Texas’ Fastest-Growing Apartment Market Cuts Rents in 2017

  in   Local Markets ,   Austin

Among the 50 largest U.S. apartment markets, only one suffered rent cuts in 2017 – Austin. Apartment operators in the Texas capital metro lowered rental rates 0.7% in the past year.

Pricing power has been pretty strong in Austin throughout much of the current cycle, despite heavy construction activity. In fact, 2017 marks the metro’s first annual rent decline in more than seven years. While it’s typical for Austin to lose pricing momentum toward the end of the year, the 4th quarter dive in 2017 was sharper than usual, with rents coming down 2.4%.

Austin Rent Data

It would be easy blame Austin’s rent cuts in 2017 on heavy supply volumes. New apartment deliveries have been dragging on the top end of the market in the recent cycle, and developers built another 10,478 units in the past year. This annual volume continues a building spree that has swelled the metro’s inventory base 18% in the past four years.

But Austin’s recent cut seems to be less about supply and more about possible affordability issues in middle- and lower-tier product. While elevated completion volumes have stifled rent growth in Class A product for nearly two years, momentum in Class B product has only recently stalled, with performances turning negative (-0.9%) in 2017. By comparison, middle-market rents have climbed roughly 40% since 2010, more than the 37% total increase in top-end rents and far more than the 13% increase lower-tier product pricing.

Despite much slower growth in lower-tier product in the current cycle, operators of Class C apartments cut rents 2.7% in 2017.
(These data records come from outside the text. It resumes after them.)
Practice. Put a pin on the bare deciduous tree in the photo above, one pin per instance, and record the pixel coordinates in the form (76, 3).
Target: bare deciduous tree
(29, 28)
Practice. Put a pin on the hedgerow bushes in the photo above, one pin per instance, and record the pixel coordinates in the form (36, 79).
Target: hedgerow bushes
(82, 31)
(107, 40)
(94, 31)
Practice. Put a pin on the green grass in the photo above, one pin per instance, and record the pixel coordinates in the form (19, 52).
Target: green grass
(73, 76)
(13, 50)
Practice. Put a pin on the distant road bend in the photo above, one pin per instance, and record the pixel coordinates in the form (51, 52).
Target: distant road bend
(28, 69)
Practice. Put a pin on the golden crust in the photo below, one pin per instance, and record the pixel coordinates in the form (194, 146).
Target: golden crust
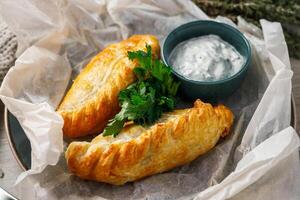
(178, 138)
(92, 100)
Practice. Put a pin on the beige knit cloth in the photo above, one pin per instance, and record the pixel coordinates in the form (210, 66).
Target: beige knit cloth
(8, 47)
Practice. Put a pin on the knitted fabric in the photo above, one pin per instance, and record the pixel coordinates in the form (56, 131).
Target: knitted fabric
(8, 47)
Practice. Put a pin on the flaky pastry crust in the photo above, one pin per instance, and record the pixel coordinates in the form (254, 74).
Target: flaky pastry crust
(176, 139)
(93, 97)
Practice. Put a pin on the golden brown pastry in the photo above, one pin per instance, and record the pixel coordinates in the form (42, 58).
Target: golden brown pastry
(93, 98)
(178, 138)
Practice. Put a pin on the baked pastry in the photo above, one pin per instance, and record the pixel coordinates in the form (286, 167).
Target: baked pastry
(176, 139)
(93, 97)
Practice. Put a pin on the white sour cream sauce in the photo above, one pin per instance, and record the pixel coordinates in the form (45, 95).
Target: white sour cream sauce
(206, 58)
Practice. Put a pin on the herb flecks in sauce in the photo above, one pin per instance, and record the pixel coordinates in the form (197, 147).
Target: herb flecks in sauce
(206, 58)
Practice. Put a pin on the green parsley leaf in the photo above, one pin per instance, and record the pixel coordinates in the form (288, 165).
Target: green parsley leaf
(145, 100)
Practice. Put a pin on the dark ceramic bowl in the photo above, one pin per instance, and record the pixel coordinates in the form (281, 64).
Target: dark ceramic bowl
(208, 90)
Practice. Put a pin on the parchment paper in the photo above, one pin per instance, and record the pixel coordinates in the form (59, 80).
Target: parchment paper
(259, 160)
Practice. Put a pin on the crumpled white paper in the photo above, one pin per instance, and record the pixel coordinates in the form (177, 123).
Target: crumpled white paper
(259, 160)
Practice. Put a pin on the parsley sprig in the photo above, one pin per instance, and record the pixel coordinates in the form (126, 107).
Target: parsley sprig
(145, 100)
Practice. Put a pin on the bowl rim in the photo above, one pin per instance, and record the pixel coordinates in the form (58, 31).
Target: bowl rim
(231, 28)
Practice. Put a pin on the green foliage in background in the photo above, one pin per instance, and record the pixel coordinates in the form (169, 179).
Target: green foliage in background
(285, 11)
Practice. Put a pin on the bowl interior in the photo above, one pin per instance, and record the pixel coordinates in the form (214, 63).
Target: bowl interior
(201, 28)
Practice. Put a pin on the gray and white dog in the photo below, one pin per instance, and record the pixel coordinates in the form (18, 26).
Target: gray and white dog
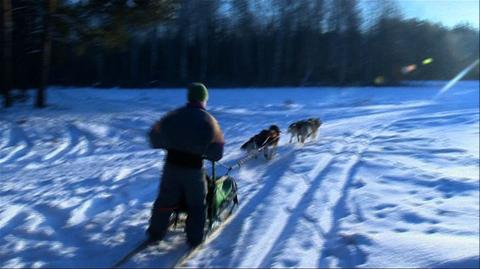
(303, 129)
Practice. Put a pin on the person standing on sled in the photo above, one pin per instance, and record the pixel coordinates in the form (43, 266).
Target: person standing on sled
(189, 134)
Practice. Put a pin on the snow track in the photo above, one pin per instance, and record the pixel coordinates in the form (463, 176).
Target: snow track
(78, 180)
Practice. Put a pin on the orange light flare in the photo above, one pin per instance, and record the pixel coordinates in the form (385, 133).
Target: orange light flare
(408, 69)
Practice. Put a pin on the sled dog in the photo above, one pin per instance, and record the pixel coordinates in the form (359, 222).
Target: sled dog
(303, 129)
(266, 139)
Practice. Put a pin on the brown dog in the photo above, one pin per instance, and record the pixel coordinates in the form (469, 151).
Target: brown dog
(301, 130)
(266, 139)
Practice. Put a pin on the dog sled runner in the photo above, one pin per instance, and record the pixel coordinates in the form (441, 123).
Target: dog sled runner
(221, 201)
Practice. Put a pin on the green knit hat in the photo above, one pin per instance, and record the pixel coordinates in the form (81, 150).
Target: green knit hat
(197, 92)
Meanwhile, rental rates climbed 1.8% in Class A properties during the calendar year.

For the metro overall, the reduction in rents did not spur enough demand to prevent occupancy from slipping. Occupancy fell 0.5 points year-over-year, landing at 94.1%. This occupancy rate is 0.7 points below the historical average for the current cycle.

Austin’s 2018 supply volume is scheduled to drop to 7,642 units, 27% fewer units than were delivered in the past year. Still, that’s a significant supply volume, which would grow inventory 3.3%. In turn, occupancy is expected to backtrack a little in 2018, but operators should regain some pricing power with the supply wave winding down.